Was verband van Dyck mit Karl I. von England?

Wirtschaftliche Interessen. Der König, der Anthonis van Dyck 1632 an seinen Hof holte, zeigte sich spendabel, finanzierte seinem Lieblingsmaler ein ansehnliches Anwesen und einen luxuriösen Lebensstil, bedachte ihn mit kostbaren Geschenken und zeichnete ihn mit Würden aus. Van Dyck erwies sich all der Ehren würdig und erreichte in England als Porträtist einen Grad an Virtuosität, der ihn für Generationen englischer Künstler zum Vorbild machte. Mehr als 20 Porträts fertigte der flämische Künstler in nicht einmal zehn Jahren von seinem Förderer Karl I. von England an.

Welche Funktion hatte die höfische Porträtkunst?

Herrscherporträts dienten vorwiegend der Repräsentation und sollten über die bloße Abbildung des Königs hinausgehen. So bergen etwa die unterschiedlichen Rollen, in denen Karl I. von van Dyck dargestellt wurde, zusätzliche, symbolische Bedeutungen: Der König als liebender Familienvater beispielsweise steht auch für den »Vater« seiner Untertanen und betont zudem den dynastischen Aspekt des Königtums.

Welchen Prinzipien folgten solche Porträts?

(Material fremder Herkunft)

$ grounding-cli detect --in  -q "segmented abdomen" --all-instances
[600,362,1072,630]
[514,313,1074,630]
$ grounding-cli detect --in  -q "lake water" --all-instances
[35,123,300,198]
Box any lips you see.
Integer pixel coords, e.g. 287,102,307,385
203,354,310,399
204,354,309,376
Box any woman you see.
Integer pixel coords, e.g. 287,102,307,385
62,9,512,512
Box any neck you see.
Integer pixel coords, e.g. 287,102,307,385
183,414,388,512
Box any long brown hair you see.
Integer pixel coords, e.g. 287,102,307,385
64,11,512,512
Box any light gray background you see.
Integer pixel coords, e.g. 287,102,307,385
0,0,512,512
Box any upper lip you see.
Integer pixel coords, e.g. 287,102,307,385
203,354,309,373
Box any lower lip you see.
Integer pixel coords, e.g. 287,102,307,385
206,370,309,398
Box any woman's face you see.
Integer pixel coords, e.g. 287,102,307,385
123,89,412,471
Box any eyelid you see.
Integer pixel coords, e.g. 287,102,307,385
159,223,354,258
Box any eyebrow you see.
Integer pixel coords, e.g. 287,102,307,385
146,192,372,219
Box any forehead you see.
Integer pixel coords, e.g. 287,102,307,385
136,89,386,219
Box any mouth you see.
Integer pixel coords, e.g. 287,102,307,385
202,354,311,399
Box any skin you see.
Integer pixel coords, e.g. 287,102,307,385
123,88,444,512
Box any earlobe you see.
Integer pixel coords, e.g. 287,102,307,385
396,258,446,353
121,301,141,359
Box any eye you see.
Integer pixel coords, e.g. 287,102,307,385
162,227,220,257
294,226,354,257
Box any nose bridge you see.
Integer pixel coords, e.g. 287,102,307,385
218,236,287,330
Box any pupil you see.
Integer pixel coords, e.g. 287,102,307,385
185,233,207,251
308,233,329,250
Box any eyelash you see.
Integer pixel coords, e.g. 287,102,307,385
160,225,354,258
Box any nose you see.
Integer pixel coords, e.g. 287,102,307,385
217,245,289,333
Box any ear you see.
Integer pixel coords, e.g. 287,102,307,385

Sie wurden in aller Regel geschönt. Karl I. war alles andere als ein attraktiver Mann, vielmehr schmächtig und unscheinbar. Doch sein Lieblingsmaler van Dyck wusste ihn in imposanter Gestalt darzustellen, was der Eitelkeit des Königs natürlich schmeichelte und seinem übersteigerten Bedürfnis nach Selbstdarstellung entgegenkam. Besonders gern sah er sich hoch zu Ross, in Anlehnung an das antike Reiterstandbild des römischen Kaisers Marc Aurel sogar einmal unter einem Triumphbogen. Für dieses würdevolle, fast imperiale »Reiterporträt mit dem Stallmeister St. Antoine« von 1632 ließ sich Anthonis van Dyck von seinem Vorbild Tizian inspirieren, der in beeindruckender Weise Kaiser Karl V. zu Pferd porträtiert hatte.

Eigenwilliger und künstlerisch wesentlich bedeutender ist jedoch van Dycks »Karl I. auf der Jagd« aus der Zeit um 1635. Die Szene, die wie eine zufällige Momentaufnahme wirkt, zeigt den König in der freien Natur, nachdem er vom Pferd gestiegen ist. Das Tier, das gerade von einem Bediensteten versorgt wird, ist hier nur ein Attribut, das auf die Möglichkeit des repräsentativen Reiterporträts hinweist.

Welche sozialen Aussagen stecken im Porträt Karls I.?

Die Kleidung des Monarchen wirkt schlicht und den Erfordernissen der Jagd angepasst: ein Wams, ein breitkrempiger Hut und Reiterstiefel. Und doch ist auch dieses Bildnis, bei aller Natürlichkeit der Situation, erfüllt von herrscherlicher Pose. Einige eindeutige Details weisen darauf hin, dass dieser Mann nicht einfach nur ein Jäger ist, sondern ein Aristokrat: der Degen etwa oder an Brust und Knie das Aufblitzen des hellblauen Bandes des berühmten Hosenbandordens. Selbst Karls betont ungezwungene Körperhaltung wirkt dominant: Entschlossen und breitbeinig steht er da, auf seinen Stock gestützt. Der in die Taille gestemmte linke Arm weist den Betrachter unweigerlich auf Distanz.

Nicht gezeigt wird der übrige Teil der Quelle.